Moscow (AsiaNews) – As the revolutionary events of 1917 are commemorated, a fundamental aspect of remembrance not only concerns the events and structures of power, but also people, those who caused and experienced the great transformations of society and relations, especially those who bore witness to the strength of faith with their own sacrifice. They are the new martyrs: some are venerated, many are unknown, but today they light the present of the Church and the Russian people.
Speaking recently on Rossiya-4’s ‘The Church and the World’ programme, Metropolitan Hilarion (Alfeyev) said that the Russian Orthodox Church has canonised more than 2,000 people who gave their life for their faith after the revolution of 1917.
"The Church has passed judgment on the Revolution by canonising the martyrs and confessors in the synod of 2000. At that time, about a thousand saints were proclaimed, and now they are more than two thousand. They were ordinary believers, monks and nuns, priests and bishops, almost all shot by Soviet police," the Metropolitan said.
The Catholic Church has also recognised her own martyrs of Soviet communism, and a commission is actively involved in their cause of beatification. Despite the difficulty of collecting and publishing the necessary documentation, due to the closure of archives in recent years, a lot of material offers bright examples of loyalty and abnegation of priests, bishops, and lay people, beginning with the prelate Konstanty Budkiewicz, the first Catholic martyr of the revolution, shot on the Easter night in 1923 in the cellars of the Lubyanka Building, headquarters of the Cheka secret police, to assert the victory of man over God. Along with a group of 15 other Servants of God martyrs of Russia, he is waiting for the official proclamation of his martyrdom.
According to Hilarion, Russians should not forget the victims of those years and the lessons they have for subsequent generations. "Those were the most tragic events of our history, which are now being evaluated according to different perspectives, for the revolutionary events themselves, and for successive events. The Church has clearly indicated who were the victims, and who were the offenders. If the power of men is consciously and demonstratively directed against God, it means that this power is not from God, and the men who serve it are not fulfilling God’s will but that of someone else,” noted the head of the Department for the External Relations of the Patriarchate.
The problems of economic and social development must be resolved through progressive changes, not revolutions. "I think all problems can be dealt through evolutionary steps.

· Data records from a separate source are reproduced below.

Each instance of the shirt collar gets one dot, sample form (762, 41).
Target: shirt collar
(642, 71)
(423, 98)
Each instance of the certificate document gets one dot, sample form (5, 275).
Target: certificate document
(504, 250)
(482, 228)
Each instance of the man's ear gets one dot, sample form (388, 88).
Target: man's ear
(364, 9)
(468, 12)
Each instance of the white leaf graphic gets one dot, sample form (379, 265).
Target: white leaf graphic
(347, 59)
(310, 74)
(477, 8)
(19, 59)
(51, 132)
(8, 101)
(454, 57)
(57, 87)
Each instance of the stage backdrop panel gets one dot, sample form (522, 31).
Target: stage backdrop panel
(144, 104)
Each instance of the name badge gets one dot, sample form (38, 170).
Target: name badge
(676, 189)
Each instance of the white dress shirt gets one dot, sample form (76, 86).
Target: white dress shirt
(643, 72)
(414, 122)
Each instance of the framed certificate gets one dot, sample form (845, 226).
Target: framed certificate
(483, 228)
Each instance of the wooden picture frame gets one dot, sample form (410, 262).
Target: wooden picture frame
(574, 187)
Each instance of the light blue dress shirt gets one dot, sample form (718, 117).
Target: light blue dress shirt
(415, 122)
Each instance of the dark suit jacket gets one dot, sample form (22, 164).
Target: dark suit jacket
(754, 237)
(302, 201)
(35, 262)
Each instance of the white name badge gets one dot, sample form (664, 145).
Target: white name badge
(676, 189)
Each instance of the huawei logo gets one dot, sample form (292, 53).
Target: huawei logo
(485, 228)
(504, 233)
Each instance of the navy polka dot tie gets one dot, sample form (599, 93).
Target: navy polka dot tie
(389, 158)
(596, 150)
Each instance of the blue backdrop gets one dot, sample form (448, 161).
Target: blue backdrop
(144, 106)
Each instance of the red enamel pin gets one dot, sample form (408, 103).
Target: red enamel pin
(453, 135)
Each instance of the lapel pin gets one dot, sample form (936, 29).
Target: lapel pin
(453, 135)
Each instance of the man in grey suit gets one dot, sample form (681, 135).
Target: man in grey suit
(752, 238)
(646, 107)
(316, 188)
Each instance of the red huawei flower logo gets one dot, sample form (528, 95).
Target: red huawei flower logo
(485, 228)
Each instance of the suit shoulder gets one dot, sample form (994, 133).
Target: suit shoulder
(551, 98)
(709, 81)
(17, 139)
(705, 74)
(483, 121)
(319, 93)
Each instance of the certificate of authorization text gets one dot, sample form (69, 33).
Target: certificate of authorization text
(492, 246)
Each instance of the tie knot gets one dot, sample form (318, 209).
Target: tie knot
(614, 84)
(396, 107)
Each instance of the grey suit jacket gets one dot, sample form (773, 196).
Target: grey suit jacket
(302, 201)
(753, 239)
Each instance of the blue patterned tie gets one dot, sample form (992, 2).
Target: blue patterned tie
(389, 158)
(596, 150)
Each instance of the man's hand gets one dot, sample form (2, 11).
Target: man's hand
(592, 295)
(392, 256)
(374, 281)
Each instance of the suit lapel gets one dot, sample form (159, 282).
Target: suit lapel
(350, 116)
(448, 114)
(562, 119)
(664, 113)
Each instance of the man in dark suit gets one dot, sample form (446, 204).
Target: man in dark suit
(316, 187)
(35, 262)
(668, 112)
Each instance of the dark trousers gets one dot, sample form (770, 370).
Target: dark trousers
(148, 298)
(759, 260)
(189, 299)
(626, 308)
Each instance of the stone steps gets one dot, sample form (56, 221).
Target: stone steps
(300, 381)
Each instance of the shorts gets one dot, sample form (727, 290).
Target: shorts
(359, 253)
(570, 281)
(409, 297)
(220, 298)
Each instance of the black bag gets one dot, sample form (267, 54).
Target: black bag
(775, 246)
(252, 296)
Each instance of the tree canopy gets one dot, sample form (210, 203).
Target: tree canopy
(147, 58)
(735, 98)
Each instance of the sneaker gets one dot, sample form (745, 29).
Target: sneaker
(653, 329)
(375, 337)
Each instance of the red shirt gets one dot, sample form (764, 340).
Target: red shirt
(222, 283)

Today, many are discussing the advantages and disadvantages of the revolution, but let us also try to think about our present. If we start to undermine the authorities, letting people with the money from abroad come in, they will make them collapse, they will try to seize power by promising to make everyone happy and then repress everyone as the Bolsheviks did. Is that what we need?"

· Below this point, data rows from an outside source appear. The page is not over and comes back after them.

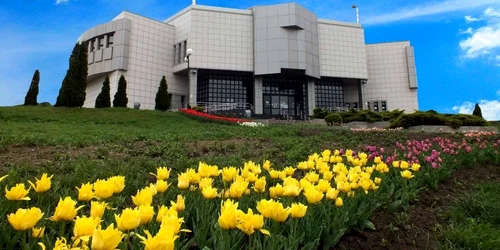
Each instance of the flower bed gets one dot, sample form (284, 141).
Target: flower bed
(210, 117)
(256, 206)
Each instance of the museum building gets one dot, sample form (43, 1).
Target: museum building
(274, 60)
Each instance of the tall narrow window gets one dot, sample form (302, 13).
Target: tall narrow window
(109, 43)
(175, 54)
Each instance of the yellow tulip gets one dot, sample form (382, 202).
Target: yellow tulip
(183, 181)
(339, 202)
(43, 184)
(85, 226)
(332, 194)
(323, 185)
(107, 239)
(209, 193)
(118, 183)
(161, 186)
(260, 185)
(143, 197)
(179, 205)
(147, 212)
(16, 193)
(313, 196)
(298, 210)
(97, 208)
(165, 211)
(205, 182)
(66, 210)
(276, 191)
(163, 240)
(266, 165)
(129, 219)
(273, 210)
(25, 219)
(104, 189)
(85, 192)
(162, 173)
(250, 222)
(407, 174)
(38, 232)
(229, 173)
(238, 188)
(228, 218)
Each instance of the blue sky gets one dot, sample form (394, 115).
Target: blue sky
(457, 42)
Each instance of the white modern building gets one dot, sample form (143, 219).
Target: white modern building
(274, 59)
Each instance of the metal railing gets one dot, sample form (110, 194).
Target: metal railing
(214, 107)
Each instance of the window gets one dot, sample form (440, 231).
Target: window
(224, 86)
(329, 92)
(180, 52)
(101, 42)
(110, 37)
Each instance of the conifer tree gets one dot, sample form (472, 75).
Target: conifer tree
(104, 98)
(121, 99)
(162, 100)
(477, 111)
(31, 96)
(72, 92)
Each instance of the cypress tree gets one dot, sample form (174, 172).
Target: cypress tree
(104, 98)
(162, 100)
(477, 111)
(121, 99)
(72, 92)
(31, 96)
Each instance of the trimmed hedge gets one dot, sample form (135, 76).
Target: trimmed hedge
(333, 118)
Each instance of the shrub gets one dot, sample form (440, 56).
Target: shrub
(121, 99)
(333, 118)
(477, 111)
(72, 92)
(32, 94)
(319, 113)
(162, 100)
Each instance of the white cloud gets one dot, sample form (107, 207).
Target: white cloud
(471, 19)
(469, 31)
(484, 40)
(489, 108)
(428, 9)
(61, 2)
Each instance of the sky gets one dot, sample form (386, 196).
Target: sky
(457, 42)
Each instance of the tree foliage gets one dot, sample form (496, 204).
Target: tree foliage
(72, 92)
(121, 99)
(31, 96)
(103, 100)
(162, 100)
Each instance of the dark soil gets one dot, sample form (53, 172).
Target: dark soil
(419, 227)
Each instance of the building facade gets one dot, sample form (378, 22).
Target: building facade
(275, 60)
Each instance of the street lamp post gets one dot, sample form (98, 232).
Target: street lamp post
(189, 52)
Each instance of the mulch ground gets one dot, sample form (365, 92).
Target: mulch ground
(419, 227)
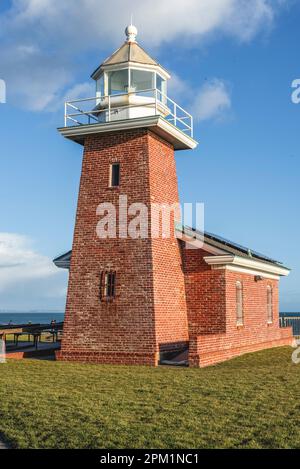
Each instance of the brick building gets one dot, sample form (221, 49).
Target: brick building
(143, 299)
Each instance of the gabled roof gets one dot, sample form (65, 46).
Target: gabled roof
(228, 246)
(209, 239)
(128, 52)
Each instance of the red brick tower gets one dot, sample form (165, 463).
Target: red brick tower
(126, 297)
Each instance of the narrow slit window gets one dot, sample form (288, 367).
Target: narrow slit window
(239, 304)
(108, 286)
(270, 304)
(114, 175)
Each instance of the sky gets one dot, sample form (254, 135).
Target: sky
(232, 64)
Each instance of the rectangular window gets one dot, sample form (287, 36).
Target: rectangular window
(270, 304)
(108, 286)
(239, 304)
(141, 80)
(114, 175)
(118, 82)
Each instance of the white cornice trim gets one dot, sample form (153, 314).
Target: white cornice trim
(157, 124)
(132, 65)
(254, 266)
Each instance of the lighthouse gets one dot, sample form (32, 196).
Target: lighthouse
(135, 297)
(126, 299)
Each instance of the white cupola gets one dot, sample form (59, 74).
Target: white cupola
(131, 92)
(131, 81)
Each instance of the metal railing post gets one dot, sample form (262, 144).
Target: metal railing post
(66, 118)
(109, 108)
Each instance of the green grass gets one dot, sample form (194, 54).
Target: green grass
(249, 402)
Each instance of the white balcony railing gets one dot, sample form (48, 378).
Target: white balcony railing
(129, 105)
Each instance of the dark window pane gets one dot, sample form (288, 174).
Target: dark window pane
(115, 175)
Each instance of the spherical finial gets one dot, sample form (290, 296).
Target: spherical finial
(131, 33)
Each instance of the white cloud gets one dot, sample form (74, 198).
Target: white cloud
(43, 39)
(212, 101)
(27, 278)
(209, 101)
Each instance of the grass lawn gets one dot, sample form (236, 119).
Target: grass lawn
(249, 402)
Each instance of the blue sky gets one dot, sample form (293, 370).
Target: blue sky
(233, 63)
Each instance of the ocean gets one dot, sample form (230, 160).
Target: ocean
(34, 318)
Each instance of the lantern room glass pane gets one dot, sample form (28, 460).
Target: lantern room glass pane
(141, 80)
(100, 86)
(118, 82)
(161, 84)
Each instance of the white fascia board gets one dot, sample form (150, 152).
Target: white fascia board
(136, 65)
(253, 265)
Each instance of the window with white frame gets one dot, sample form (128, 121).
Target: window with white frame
(114, 175)
(108, 286)
(118, 82)
(270, 304)
(141, 80)
(239, 304)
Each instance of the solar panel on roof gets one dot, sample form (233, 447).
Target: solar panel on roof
(239, 247)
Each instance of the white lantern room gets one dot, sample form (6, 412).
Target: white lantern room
(131, 91)
(130, 84)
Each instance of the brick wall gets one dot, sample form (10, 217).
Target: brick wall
(211, 302)
(148, 312)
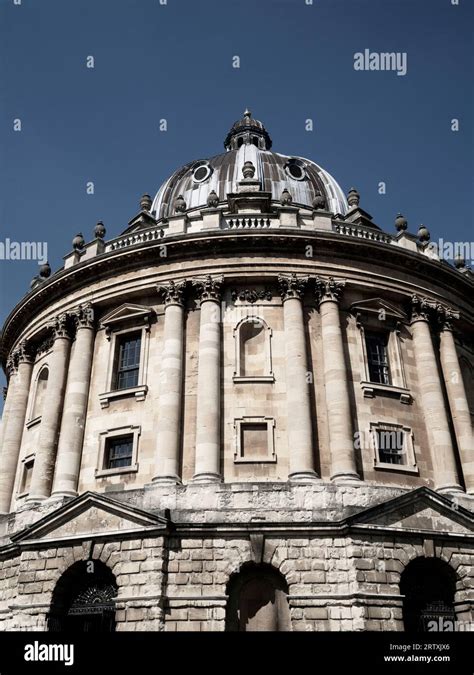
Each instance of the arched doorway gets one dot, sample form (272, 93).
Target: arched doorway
(83, 600)
(258, 600)
(429, 585)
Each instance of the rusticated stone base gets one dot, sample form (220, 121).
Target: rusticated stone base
(340, 550)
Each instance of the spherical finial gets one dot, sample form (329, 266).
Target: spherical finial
(286, 198)
(78, 242)
(145, 202)
(45, 270)
(248, 169)
(319, 202)
(179, 204)
(353, 197)
(459, 261)
(99, 230)
(401, 223)
(423, 234)
(212, 199)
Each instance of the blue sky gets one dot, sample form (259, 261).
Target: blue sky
(174, 61)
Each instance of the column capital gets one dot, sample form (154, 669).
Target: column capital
(329, 289)
(292, 286)
(83, 316)
(60, 326)
(172, 292)
(446, 316)
(421, 308)
(209, 288)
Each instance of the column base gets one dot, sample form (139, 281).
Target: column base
(450, 489)
(167, 480)
(346, 479)
(304, 477)
(207, 478)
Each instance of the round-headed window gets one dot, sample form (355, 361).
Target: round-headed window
(201, 173)
(295, 169)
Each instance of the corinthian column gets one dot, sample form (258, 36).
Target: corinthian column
(20, 366)
(71, 436)
(168, 438)
(300, 433)
(457, 395)
(336, 384)
(434, 410)
(208, 445)
(43, 468)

The prelate noted that before the revolution, Russia had already begun on the path of reform and had great potential for development, so much so much that many of the celebrated measures taken by Lenin's government, such as electrification of the country, had been planned before the changes. "Reforms are accomplished according to the right speed, even overcoming the diversity of views and opposing sides," Hilarion said.
In addition to the Orthodox martyrs and the many persecuted for their faith, justice and freedom of expression, there is one dead man whose memory continues to weigh on the minds of Russians, namely the leader and prophet of the revolution, Vladimir Lenin.
The present commemorations have once again raised the issue of whether to keep the Lenin mausoleum in Red Square or give him a final burial. Every time this has divided public opinion and politicians.
The Russian Church has repeatedly expressed her view on the need to bury Lenin in a Christian manner rather than keeping him exposed in a pagan form. However, she has recently proposed a five-ten-year moratorium to avoid diverting people's attention and causing new divisions.
Alexander Shipkov, a spokesman for Patriarchate and adviser to the Duma speaker, expressed his support for this view when he spoke at the Library of Foreign Literature in Moscow. In his view, "the fact that the unburied body lies in the very centre of the Russian state is an unacceptable situation from any point of view, be it human, Christian, or political. . . . Whoever will eventually get to bury Lenin will enter history."
However, at a time when opposing factions are destroying monuments, in Russia and Ukraine, to express their feelings about the Soviet period, it is better to stop until everyone has calmed down. "What is most important to us?" wondered the Patriarchate official. "Is it the quest for consensus among peoples and nations, saving us and our children from further bloodshed, or setting the date for Lenin's burial?"